Friday, March 30, 2012

Washing (and drying) your data

It comes up on a pretty regular basis in my experience, be it from the phone program asking why we only have phone numbers for 60% of our constituents, from the VP asking how come he can't find a number on that hot new prospect he just has to talk with today, the gift processing team asking about the address updates from the phone program last night or the direct mail folks asking when NCOA was last run on the data. IT is data quality and hygiene.

We are hopefully all familiar with NCOA and the updates that provides to our mailing data and in the same fashion, we should be treating our e-data at least as, if not more carefully with an opt in process and clear compliant opt-outs as well as utilizing strategies and approaches that properly maintain the reputation of the servers that you are sending through.

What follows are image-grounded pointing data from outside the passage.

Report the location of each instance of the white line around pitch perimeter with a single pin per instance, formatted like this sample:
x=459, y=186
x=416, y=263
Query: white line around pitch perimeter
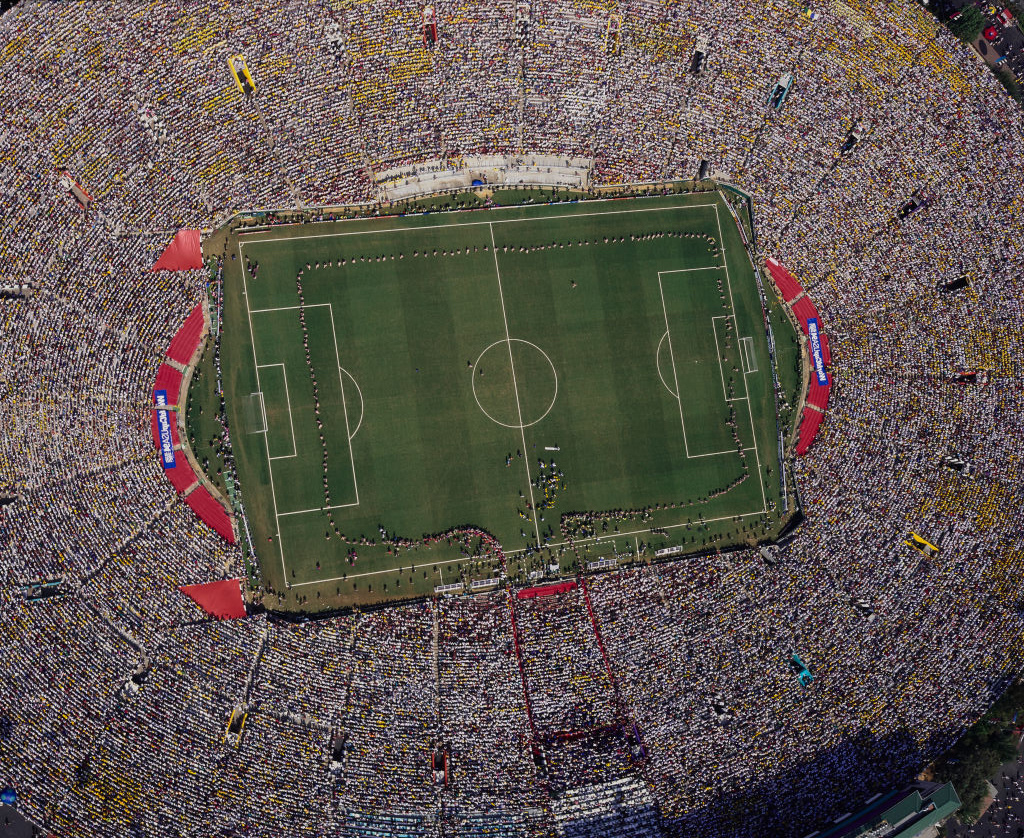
x=451, y=224
x=266, y=443
x=515, y=388
x=747, y=390
x=721, y=369
x=288, y=400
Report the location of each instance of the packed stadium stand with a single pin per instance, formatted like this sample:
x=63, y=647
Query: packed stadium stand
x=652, y=701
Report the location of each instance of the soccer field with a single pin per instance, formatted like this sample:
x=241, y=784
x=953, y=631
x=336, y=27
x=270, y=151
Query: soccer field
x=567, y=383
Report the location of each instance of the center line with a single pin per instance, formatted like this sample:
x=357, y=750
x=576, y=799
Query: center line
x=515, y=388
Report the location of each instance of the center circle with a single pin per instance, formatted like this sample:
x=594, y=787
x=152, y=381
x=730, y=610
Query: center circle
x=514, y=378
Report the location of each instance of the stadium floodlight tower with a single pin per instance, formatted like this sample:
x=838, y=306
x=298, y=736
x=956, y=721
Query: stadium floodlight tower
x=780, y=91
x=73, y=187
x=240, y=72
x=429, y=26
x=612, y=32
x=700, y=48
x=522, y=16
x=855, y=136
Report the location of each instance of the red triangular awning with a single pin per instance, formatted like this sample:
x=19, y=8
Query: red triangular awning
x=220, y=599
x=183, y=253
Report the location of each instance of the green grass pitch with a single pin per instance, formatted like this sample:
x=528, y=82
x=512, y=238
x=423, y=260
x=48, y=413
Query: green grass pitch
x=493, y=370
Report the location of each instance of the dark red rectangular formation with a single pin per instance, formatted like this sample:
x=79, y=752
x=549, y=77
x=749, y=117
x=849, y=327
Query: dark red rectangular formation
x=169, y=379
x=211, y=512
x=185, y=342
x=182, y=476
x=546, y=590
x=810, y=323
x=221, y=599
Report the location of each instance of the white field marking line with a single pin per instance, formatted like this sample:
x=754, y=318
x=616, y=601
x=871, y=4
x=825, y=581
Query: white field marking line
x=349, y=434
x=657, y=363
x=262, y=408
x=721, y=370
x=286, y=307
x=675, y=374
x=718, y=352
x=320, y=509
x=266, y=444
x=288, y=399
x=688, y=269
x=613, y=536
x=515, y=389
x=634, y=533
x=469, y=223
x=363, y=404
x=344, y=406
x=714, y=454
x=750, y=409
x=749, y=355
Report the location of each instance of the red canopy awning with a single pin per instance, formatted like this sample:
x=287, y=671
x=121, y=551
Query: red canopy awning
x=220, y=599
x=183, y=253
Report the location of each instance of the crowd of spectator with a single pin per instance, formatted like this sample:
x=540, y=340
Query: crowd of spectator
x=117, y=696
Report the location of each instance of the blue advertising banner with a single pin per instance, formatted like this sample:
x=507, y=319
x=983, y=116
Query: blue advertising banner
x=815, y=339
x=164, y=429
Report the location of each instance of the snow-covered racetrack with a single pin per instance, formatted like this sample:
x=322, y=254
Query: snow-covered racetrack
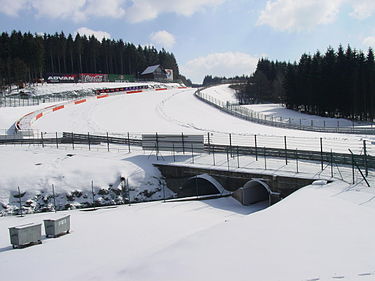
x=171, y=111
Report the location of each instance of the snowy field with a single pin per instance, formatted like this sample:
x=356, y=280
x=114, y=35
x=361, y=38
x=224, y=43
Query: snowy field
x=278, y=112
x=51, y=89
x=321, y=232
x=318, y=233
x=178, y=110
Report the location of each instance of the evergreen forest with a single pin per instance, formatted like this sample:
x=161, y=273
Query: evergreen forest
x=336, y=84
x=25, y=57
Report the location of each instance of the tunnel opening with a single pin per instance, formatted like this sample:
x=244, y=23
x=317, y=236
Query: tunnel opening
x=254, y=191
x=200, y=185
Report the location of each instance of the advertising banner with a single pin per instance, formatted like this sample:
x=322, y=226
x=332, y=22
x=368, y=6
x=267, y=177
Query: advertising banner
x=169, y=73
x=93, y=77
x=121, y=78
x=61, y=78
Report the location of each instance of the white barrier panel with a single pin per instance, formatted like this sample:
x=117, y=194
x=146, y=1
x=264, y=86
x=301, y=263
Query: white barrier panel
x=168, y=142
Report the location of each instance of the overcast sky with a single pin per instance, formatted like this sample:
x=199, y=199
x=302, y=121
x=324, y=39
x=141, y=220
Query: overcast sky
x=217, y=37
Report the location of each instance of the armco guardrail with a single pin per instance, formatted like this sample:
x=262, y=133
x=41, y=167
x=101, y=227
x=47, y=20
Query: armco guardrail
x=25, y=122
x=362, y=160
x=247, y=114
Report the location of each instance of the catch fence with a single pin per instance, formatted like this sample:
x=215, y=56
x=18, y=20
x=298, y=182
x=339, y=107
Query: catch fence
x=17, y=101
x=288, y=123
x=323, y=150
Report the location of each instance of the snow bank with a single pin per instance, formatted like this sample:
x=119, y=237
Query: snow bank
x=72, y=173
x=314, y=234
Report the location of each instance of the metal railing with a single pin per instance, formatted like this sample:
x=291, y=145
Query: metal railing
x=13, y=101
x=323, y=151
x=288, y=123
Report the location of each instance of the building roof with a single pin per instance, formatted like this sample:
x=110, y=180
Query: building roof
x=150, y=69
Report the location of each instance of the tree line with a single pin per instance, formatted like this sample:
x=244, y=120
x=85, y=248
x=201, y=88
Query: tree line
x=337, y=83
x=26, y=57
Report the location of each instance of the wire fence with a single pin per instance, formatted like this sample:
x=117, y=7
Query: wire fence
x=319, y=149
x=289, y=123
x=220, y=152
x=17, y=101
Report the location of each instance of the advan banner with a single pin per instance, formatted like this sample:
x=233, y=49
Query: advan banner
x=169, y=73
x=93, y=77
x=61, y=78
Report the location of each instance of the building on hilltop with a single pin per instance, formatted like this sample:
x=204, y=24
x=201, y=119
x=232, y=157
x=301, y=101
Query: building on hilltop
x=154, y=72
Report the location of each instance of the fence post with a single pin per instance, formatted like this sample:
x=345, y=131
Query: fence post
x=238, y=157
x=73, y=140
x=192, y=153
x=321, y=153
x=208, y=140
x=265, y=158
x=157, y=146
x=20, y=201
x=54, y=197
x=227, y=158
x=331, y=164
x=286, y=151
x=183, y=143
x=297, y=160
x=196, y=187
x=129, y=143
x=230, y=145
x=93, y=194
x=213, y=155
x=365, y=157
x=88, y=140
x=107, y=142
x=128, y=188
x=174, y=156
x=353, y=168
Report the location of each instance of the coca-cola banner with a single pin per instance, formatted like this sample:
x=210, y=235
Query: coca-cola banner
x=93, y=77
x=61, y=78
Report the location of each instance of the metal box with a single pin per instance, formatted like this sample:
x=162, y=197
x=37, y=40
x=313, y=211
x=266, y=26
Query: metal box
x=25, y=234
x=57, y=227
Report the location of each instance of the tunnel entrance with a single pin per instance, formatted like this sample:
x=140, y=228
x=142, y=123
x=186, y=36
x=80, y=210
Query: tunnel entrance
x=254, y=191
x=201, y=185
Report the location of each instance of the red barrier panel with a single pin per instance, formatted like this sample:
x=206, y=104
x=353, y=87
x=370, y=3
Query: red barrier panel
x=134, y=92
x=58, y=108
x=38, y=116
x=79, y=101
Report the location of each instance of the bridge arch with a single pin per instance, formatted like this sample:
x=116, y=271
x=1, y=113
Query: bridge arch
x=203, y=184
x=254, y=191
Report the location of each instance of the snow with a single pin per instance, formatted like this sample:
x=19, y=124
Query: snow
x=314, y=233
x=279, y=113
x=51, y=89
x=321, y=232
x=178, y=110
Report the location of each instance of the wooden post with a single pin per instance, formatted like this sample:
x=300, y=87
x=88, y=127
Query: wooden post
x=128, y=142
x=88, y=140
x=321, y=153
x=365, y=157
x=54, y=197
x=41, y=136
x=107, y=142
x=286, y=151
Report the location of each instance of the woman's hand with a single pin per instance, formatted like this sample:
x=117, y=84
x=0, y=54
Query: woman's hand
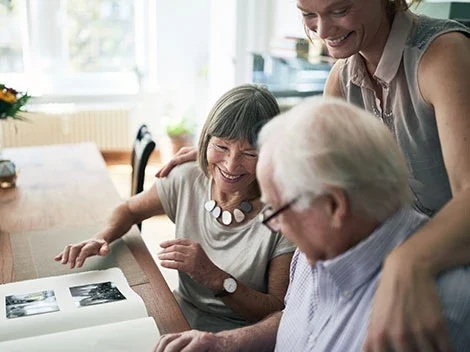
x=189, y=257
x=183, y=155
x=76, y=254
x=406, y=314
x=191, y=341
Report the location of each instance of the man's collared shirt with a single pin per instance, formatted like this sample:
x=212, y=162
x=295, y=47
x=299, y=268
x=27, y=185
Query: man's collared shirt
x=328, y=305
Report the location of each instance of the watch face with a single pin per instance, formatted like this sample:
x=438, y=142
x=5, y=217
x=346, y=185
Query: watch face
x=230, y=285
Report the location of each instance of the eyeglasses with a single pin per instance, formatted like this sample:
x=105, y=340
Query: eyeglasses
x=269, y=218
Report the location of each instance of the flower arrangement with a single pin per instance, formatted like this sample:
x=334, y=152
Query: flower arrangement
x=11, y=103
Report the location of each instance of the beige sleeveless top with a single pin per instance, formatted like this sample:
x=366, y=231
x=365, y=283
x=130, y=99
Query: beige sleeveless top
x=405, y=112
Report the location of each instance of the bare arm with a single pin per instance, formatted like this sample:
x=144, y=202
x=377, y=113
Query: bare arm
x=183, y=155
x=188, y=256
x=255, y=305
x=407, y=312
x=258, y=337
x=137, y=208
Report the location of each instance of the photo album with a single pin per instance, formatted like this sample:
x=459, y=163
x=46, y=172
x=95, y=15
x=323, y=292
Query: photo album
x=88, y=311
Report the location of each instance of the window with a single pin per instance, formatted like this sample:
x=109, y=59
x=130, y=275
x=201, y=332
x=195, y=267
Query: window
x=11, y=51
x=59, y=49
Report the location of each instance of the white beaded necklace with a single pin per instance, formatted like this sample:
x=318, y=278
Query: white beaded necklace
x=227, y=217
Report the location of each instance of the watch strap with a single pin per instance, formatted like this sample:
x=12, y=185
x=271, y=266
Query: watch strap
x=223, y=292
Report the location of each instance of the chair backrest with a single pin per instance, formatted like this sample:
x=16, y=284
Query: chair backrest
x=143, y=147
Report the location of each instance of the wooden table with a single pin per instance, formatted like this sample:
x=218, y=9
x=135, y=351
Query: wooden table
x=69, y=185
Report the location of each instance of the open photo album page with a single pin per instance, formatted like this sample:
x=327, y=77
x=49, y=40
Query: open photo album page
x=52, y=305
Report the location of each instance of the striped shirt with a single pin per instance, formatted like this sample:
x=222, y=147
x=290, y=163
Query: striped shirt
x=328, y=305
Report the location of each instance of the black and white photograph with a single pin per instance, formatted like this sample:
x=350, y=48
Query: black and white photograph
x=98, y=293
x=23, y=305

Just as important however, is making sure that your constituents and donors understand what and why you need what you need. St. John's is saving almost $300,000 this year by changing all of our forms to authenticate digital transactions on the address + zip level rather than just zip as we have been doing for the past decade.
That requires asking for that information on each and every transaction. So long as you are asking for that, include email and primary phone (allows them to supply a home or cell #) along with spouse information on every interaction. Whenever possible (and it nearly always is) also collect business information - title, employer and email (you can get phone given those!.)

"Drying" your data through social media can be a huge boon as well - LinkedIn and Facebook alone can provide a ton of updates through contests, games and job posting offerings at little to no cost directly through the social media tool. This is not only getting you good data directly from the source but building affinity while doing it!